If Mace raises his eyebrow at this, he keeps his mouth shut.

Obi-Wan shudders into wakefulness.

He is cold. He is so, so cold.

Aside from the aching of his head and right shoulder, here is a hard lump at the place where his neck meets his left shoulder. Still half-awake and shivering uncontrollably, Obi-Wan reaches up and finds a solid bump under his skin.

"Don't freak out, kid."

Obi-Wan scrabbles backwards until his back comes into contact with hard durasteel.

"Hey, hey, take it easy," the voice says, gently. Obi-Wan shakes the panic out of his head, and finds a kindly-looking elderly male Dresselian staring back at him, silhouetted in grimy yellow light where he is sat on bare durasteel.

And behind him and stretching down and to Obi-Wan's right, dozens of sentients of different species and ages, all huddled in the dim half-light of a scant few glowlamps. The walls and floor of this chamber are of solid durasteel, except for a door-sized gap to Obi-Wan's left, which is sealed with durasteel bars. Beyond that, there is a corridor caked with grime.

The whole structure is vibrating with the characteristic hum of hyperspace travel. Above that, there is the odd snatch of muttering in a dozen different languages, as the passengers huddle beside each other, some sleeping, some speaking in soft voices.

Obi-Wan turns back to the Dresselian with wide eyes.

Perhaps his confusion shows in his gaze, because the Dresselian sighs, and pats his knee comfortingly as he speaks. "You were unconscious when they brought you in, boy. You must be new to the ship.

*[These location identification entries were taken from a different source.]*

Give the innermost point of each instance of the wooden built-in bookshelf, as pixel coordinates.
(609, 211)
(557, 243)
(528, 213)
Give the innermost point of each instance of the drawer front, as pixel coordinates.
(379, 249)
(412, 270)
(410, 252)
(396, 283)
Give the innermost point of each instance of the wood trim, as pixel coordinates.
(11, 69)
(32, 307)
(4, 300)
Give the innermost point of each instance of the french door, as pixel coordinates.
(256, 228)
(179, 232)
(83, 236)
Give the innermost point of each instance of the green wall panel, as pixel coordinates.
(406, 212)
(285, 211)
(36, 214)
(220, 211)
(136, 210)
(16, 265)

That implant of yours still looked a bit red earlier."

Obi-Wan stares, one hand still rubbing the bump where his neck meets his shoulder.

The man frowns, golden eyes crinkling at Obi-Wan's silence. "Still in shock? Don't worry, none of us here will harm you – in this hold, at least. Can't speak for the handlers."

Obi-Wan taps his mouth, and slowly shakes his head. None of this is making any sense.

"Oh," the man says, eyes widening in realisation. "That's…that's not a bad thing. Depending on the master, some like it if they're guaranteed no talkback. Keep your head down, and do the work, and it won't be too bad for you."

An inkling of what this dawns at the back of Obi-Wan's mind, and his head turns automatically to his left, trying to examine what he cannot see of the lump in his nape.

"Hey, you don't want to do that," The Dresselian scrambles forward and grabs Obi-Wan's wrist. "You've probably got a newer implant, but it's still wired as usual to blow if you leave whatever area its keyed to, or if you tamper with it too much. Best to leave it alone."

Obi-Wan stares at his wrist, and notes the hard calluses that line the palm and fingers that clutch it.

He raises his head, a question in his eyes.

His companion's features soften in sympathy.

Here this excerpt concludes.